Dire Days of Willowweep Manor – Review

Willowweep Cover

The Dire Days of Willowweep Manor

Written by Shaenon K. Garrity & Illustrated by Christopher J. Baldwin

McElderry Books, 2021

224 pages

Middle-Grade

Two Skulls

For those who have read gothic romance and fallen to the allure of those paintings of frightened women fleeing from an ancient mansion on the cliffs, this parody is for you!

Reprimanded for doing yet a fourth book report on Wuthering Heights, Haley trudges home in the rain and discovers a man drowning. What’s a heroic young head-in-the-clouds young woman to do? She dives in and saves him. But the banks of the river she pulls him to are not her own. She awakes in the stately manor called Willowweep, where dwell three brothers: Montague, whom she saved from his escape attempt; Cuthbert, the wanton youngest brother; and the current Lord of the Manor, Laurence.

“Mistress is no longer with us.”

Haley becomes the Gothic Heroine and meets Wilhelmina, the foreboding housekeeper, and Cecily, the Willowweep ghost, then in Bloodwolf Forest she learns of the family curse. The romance-obsessed protagonist finds she has been pulled into a “gasket universe,” (that is, a world wedged between two other realities,) that was constructed by the Elder Gods (well, a stern governess at least,) to keep a Universe of Penultimate Evil from consuming ours.

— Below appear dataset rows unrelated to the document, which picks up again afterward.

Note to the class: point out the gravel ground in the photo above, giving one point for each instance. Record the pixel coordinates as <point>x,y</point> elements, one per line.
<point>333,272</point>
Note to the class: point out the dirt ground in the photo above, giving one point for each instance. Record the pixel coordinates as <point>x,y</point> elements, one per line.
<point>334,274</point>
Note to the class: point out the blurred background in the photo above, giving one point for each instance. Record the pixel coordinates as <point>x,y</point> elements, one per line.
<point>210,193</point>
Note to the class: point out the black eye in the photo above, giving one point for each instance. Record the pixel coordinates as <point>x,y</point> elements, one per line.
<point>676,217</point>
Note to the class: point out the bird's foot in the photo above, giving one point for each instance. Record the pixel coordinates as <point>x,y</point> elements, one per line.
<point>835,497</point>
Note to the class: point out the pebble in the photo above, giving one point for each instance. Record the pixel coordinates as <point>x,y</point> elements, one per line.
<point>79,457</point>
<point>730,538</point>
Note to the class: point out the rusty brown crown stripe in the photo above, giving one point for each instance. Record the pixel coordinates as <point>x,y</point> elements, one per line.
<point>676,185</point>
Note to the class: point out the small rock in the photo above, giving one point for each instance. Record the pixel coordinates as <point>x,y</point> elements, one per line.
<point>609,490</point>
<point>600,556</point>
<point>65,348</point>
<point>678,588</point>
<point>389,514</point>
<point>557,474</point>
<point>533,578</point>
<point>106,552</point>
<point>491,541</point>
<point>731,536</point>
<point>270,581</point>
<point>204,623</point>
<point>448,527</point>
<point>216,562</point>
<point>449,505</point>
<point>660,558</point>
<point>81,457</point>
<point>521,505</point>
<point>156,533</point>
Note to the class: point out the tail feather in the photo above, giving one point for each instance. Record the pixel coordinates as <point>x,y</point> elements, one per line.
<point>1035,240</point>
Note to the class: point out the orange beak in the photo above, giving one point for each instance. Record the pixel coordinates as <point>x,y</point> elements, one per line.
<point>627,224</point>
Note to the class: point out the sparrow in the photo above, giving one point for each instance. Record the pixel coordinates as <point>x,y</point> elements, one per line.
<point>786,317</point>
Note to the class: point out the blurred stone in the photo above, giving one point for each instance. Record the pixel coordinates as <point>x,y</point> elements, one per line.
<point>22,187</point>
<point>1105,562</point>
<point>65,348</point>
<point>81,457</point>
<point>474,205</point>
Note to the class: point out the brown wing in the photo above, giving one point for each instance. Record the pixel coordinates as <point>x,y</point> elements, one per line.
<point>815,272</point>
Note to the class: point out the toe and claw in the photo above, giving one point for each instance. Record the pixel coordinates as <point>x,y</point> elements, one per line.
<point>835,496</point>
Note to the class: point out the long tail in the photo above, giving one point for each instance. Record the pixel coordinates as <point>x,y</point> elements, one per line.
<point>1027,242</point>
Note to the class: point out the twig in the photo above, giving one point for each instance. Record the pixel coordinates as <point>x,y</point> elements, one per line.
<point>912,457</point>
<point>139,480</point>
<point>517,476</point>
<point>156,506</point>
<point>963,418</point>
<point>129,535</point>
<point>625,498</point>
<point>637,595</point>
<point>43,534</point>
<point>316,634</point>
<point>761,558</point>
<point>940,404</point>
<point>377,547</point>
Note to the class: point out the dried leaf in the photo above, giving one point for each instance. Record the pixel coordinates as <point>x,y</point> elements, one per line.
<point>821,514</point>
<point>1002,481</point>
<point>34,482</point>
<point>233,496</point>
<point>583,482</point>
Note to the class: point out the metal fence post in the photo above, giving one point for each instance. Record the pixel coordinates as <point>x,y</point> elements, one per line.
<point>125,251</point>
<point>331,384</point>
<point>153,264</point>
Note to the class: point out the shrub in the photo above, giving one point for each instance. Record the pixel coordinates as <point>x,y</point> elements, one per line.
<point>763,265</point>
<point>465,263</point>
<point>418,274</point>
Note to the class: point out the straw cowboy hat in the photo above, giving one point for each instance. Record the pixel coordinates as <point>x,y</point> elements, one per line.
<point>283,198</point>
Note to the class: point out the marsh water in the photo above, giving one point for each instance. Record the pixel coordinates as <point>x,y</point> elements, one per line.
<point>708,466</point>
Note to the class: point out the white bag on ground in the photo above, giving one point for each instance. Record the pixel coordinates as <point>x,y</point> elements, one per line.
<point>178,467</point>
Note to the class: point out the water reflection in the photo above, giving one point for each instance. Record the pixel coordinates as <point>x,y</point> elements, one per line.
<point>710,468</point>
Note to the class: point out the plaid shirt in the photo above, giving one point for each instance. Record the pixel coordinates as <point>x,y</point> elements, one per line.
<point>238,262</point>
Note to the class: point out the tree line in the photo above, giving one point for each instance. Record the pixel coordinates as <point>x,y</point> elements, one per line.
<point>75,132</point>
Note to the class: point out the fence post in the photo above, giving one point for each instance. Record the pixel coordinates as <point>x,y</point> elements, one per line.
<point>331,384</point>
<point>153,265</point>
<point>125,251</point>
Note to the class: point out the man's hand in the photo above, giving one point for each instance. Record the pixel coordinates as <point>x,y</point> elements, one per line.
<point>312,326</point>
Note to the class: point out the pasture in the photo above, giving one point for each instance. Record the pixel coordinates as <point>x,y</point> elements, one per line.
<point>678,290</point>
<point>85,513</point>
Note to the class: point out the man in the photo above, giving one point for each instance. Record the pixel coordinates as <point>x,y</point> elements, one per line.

The eternal curse is that they must care for the Infernal Device that keeps the two realities from crashing destructively into one another and the dark secret… that it is coming apart. Entities native to the gasket appear as the characters of a novel because of small leaks the device has already started to spring. 

“A good dark secret is, I don’t know, a shocking murder! Or a mad relation in the attic! Or someone being the lost heir to something!”

The fissures in the gasket universe are being caused by something trying to get in from the world it was built to keep in check. The personification of the viral contagion called the bile, appears as a Mad Monk with accompanying powers from the evil world. He is corruption personified. His poisonous bile starts to consume Willowweep and bend the minds of its inhabitants. If it is successful at contaminating the gasket and breaks through to our world, it would be apocalyptic.

Haley discovers a woman named Sibyl living at the Hermitage (that has Baleful Catacombs beneath, of course,) who used to be in charge of fixing the infernal device that is now breaking faster than the three brothers can repair it. Then Laurence is stabbed by the Mad Monk! Haley falls under the world during the final confrontation while the Infernal Device is close to bursting at the seams! 

The characterization covers all the tropes it can while providing a unique science fiction twist to the classic gothic genre. The artwork was excellent, in the modern style, yet I must say the virus was reminiscent of Richard Corben’s most vile. (Don’t look that up, trust me.) The mad monk is horrifying, and the heroine resourceful and tough enough to meet the challenge. 

As a fan of Wuthering Heights, Rebecca, and Jane Eyre, I had a great time with this serious adventure mixed with creative parody. The men are bumbling, the women are strong (especially Wilhelmina), and the bile is a suitably insurmountable challenge. (Chapter 5 is titled “All is Lost” for you fans of literary deconstruction.) I will be looking for more work from this author!